I haven't read the JIm Thompson book but I guarantee you that one is
immediately transported into the world of Jim Thompson and its era.
The ending is so well cut, cinematographically speaking, that it makes
you ill at ease, sort of like "Bad Thoughts"... I was slightly annoyed
at the text, because it rings of translation, with americanisms that
don't sound too good in French; which surprised me since the guy who
wrote the adaptation is French and should have done away with said
americanisms.

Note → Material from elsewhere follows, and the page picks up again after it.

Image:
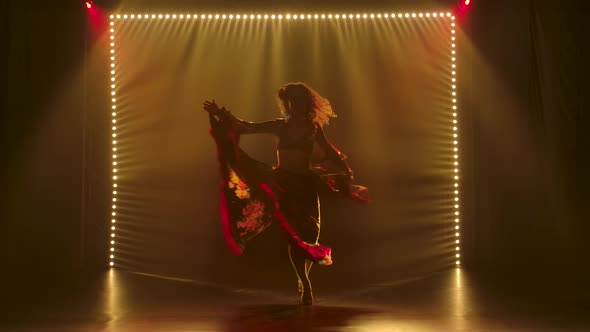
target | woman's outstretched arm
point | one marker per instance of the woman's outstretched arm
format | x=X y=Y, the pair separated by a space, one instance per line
x=245 y=127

By being too faithful, no doubt, to the original text,
he ended up with a somewhat heavy adaptation. But for my money, the
graphics save the day. If you are interested in seeing the mug of your
French publisher, her's a link to a lengthy discussion on "Savage
Night" and its adaptation: http://www.lefigaro.fr/livres/2008/05/27/03005-20080527ARTWWW00337-quand-la-bd-aborde-avec-brio-les-rivages-du-polar.php
On Jul 3, 2008, at 6:15 PM, davezeltserman wrote:
> --- In firstname.lastname@example.org, jean-pierre jacquet <jacquet@...>
> > I got the book from Amazon France and it's quite good; it belongs to
> > those books that give you a queasy feeling, recently discussed on
> > list, by and large thanks to the superior artwork of Miles Hyman.
> > hero of the book is one hell of a "killer inside you".
> > Jean-pierre jacquet
> Jean-Pierre: how faithful is this to the book?